Take, as an example of skepticism, Iowa corn farmer Dave Miller, whose day job is as an economist for the Iowa Farm Bureau. As Miller is happy to explain, it’s not that farmers in Iowa don’t think climate change is happening; it’s that they think it’s always been happening and therefore is unlikely to have much to do with whatever us humans get up to down at ground level. Or, as the National Farm Bureau’s spokesman Mace Thornton puts it: “We’re not convinced that the climate change we’re seeing is anthropogenic in origin. We don’t think the science is there to show that in a convincing way.” (Given the basic physics of CO2 capturing heat that have been known for more than a century and the ever-larger amounts of CO2 put into the atmosphere by human activity, it’s not clear what “science” he’s holding out for.) The numbers back that up: When Iowa State University sociologists polled nearly 5,000 Corn Belt farmers on climate change, 66 percent believed climate change is occurring, but only 41 percent believed humans bore any part of the blame for global warming.

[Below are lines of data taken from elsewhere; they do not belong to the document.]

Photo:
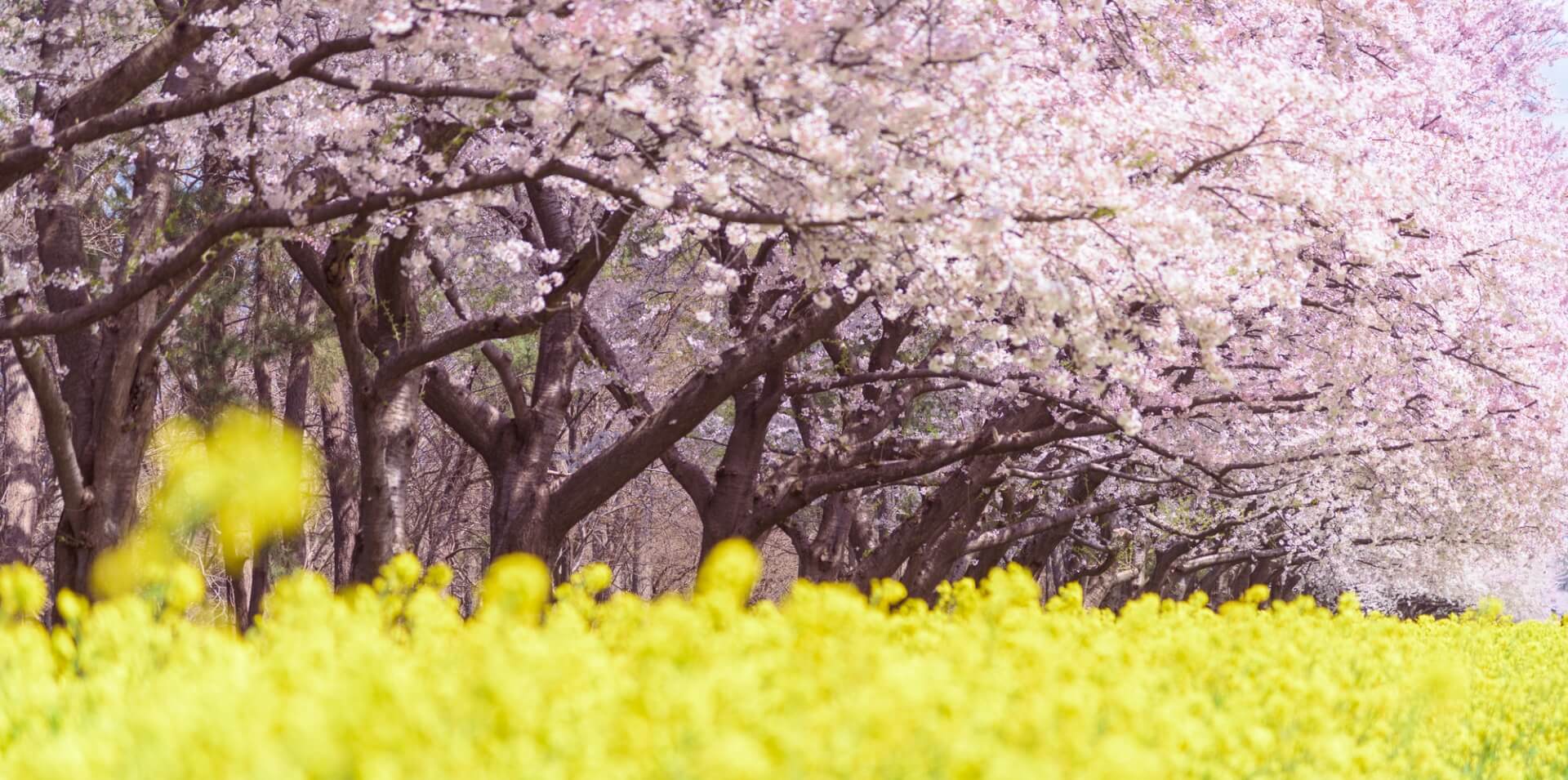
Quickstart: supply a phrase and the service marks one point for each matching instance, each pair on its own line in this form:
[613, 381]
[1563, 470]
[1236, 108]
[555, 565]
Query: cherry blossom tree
[1156, 296]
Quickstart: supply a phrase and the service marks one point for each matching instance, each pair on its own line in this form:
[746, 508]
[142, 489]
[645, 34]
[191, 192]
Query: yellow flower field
[392, 683]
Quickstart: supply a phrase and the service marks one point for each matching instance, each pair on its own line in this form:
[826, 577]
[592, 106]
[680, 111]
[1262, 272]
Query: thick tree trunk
[386, 449]
[24, 479]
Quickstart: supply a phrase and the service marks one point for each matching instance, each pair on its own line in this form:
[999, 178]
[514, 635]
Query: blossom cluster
[990, 680]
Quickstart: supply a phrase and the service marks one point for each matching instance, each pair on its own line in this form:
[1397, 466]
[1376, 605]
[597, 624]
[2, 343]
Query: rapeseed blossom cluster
[390, 681]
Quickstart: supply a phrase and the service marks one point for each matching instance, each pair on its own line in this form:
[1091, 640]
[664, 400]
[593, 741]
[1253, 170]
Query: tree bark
[24, 479]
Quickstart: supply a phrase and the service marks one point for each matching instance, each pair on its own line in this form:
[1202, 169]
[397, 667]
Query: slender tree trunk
[342, 478]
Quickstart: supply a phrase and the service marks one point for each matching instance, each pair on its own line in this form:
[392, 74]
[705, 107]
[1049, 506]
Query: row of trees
[1152, 296]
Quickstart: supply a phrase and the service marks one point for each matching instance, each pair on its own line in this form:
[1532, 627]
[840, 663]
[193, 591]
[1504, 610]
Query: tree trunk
[342, 476]
[24, 479]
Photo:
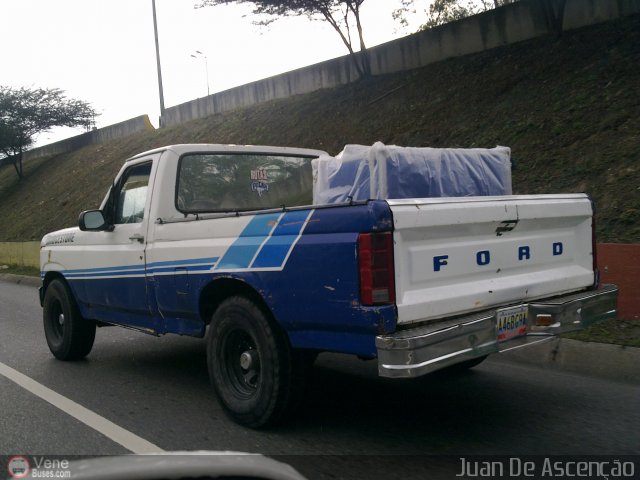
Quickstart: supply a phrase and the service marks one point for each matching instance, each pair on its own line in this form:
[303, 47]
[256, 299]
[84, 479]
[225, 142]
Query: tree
[445, 11]
[340, 14]
[24, 113]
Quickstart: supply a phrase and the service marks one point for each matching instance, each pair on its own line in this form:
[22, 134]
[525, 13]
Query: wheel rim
[56, 320]
[241, 363]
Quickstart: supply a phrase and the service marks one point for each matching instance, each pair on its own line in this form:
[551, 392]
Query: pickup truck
[225, 239]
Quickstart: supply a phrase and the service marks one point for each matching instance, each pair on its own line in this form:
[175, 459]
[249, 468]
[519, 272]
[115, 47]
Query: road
[157, 389]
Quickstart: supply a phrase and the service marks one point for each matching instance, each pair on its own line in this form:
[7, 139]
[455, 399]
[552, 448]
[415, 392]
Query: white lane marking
[100, 424]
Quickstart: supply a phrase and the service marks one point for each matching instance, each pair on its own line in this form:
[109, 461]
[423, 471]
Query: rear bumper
[421, 350]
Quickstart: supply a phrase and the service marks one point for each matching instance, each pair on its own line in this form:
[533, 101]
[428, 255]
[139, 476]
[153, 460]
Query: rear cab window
[215, 182]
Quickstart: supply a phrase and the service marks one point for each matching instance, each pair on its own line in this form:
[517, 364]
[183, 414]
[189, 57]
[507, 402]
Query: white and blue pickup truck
[228, 237]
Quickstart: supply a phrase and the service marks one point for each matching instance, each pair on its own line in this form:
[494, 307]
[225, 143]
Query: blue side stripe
[241, 252]
[197, 264]
[193, 261]
[275, 250]
[104, 274]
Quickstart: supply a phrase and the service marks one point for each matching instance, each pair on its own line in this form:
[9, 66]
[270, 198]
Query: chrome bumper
[421, 350]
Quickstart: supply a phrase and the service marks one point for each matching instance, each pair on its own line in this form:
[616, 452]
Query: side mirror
[93, 221]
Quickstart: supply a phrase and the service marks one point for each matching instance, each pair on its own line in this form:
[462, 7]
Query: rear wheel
[68, 335]
[251, 364]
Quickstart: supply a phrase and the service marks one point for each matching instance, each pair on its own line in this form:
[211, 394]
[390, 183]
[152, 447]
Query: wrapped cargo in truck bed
[389, 172]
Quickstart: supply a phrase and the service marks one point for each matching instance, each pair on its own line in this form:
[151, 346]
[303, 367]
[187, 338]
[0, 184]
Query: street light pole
[160, 89]
[206, 66]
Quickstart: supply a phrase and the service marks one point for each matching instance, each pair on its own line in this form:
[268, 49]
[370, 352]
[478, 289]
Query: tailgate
[454, 256]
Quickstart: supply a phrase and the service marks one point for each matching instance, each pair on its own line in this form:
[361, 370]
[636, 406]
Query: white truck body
[421, 284]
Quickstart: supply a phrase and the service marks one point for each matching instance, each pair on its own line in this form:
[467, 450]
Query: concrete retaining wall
[100, 135]
[26, 254]
[513, 23]
[620, 264]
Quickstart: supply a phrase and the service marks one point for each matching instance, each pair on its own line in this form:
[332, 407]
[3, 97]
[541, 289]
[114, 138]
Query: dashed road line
[128, 440]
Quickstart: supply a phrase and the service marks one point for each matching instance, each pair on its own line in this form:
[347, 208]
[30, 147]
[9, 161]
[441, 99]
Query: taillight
[375, 260]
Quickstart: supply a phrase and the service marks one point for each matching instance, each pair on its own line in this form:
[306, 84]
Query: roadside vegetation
[569, 109]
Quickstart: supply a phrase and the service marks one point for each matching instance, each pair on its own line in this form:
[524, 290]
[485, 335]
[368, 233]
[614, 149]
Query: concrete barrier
[25, 254]
[506, 25]
[100, 135]
[620, 264]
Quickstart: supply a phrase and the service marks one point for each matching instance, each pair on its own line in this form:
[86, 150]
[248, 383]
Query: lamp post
[160, 89]
[199, 54]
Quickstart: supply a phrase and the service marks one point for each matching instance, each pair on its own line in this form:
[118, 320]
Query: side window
[132, 194]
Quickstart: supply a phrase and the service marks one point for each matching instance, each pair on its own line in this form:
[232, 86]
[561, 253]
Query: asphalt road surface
[157, 390]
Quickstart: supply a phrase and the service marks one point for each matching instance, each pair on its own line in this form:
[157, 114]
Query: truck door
[118, 291]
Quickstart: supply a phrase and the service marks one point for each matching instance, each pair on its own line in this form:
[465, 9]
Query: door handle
[137, 237]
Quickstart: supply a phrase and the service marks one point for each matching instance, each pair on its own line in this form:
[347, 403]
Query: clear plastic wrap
[362, 172]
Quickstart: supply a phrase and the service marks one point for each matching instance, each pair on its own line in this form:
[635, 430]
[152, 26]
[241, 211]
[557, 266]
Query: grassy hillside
[568, 108]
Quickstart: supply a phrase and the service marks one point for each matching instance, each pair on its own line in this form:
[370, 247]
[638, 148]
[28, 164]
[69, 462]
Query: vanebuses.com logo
[18, 467]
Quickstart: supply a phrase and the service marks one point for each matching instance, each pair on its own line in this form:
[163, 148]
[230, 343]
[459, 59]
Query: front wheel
[250, 364]
[68, 335]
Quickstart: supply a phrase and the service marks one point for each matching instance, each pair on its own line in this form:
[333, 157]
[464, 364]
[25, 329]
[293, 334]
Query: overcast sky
[103, 52]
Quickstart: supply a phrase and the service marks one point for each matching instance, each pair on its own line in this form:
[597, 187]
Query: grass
[616, 331]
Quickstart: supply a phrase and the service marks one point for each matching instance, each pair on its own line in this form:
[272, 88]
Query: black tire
[251, 365]
[69, 336]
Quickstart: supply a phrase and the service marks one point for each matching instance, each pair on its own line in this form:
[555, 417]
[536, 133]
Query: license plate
[511, 322]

It’s not just the Corn Belt: Farmers across the country remain skeptical about climate change. When asked about it, they tell me about Mount Pinatubo and weird weather in the 1980s, when many of today’s most established farmers were getting their starts. But mostly I hear about cycles in the weather, like the El Niño–La Niña cycle that drives big changes in North American weather. Maybe it’s because farmers are uniquely exposed to bad weather, whether too hot or too cold. Almost any type of weather hurts some crop; the cereals want more rain, but the sweet potatoes like it hot and dry.
Year-to-year variability in the weather dwarfs any impact from a long-term shift in the climate. Consider this: A farmer in Iowa might deal with a 10-degree-Fahrenheit shift in average temperatures from year to year, so why worry about a 3- or even 4-degree shift over 100 years? As the old saying goes: If you don’t like the weather, wait five minutes and it will change.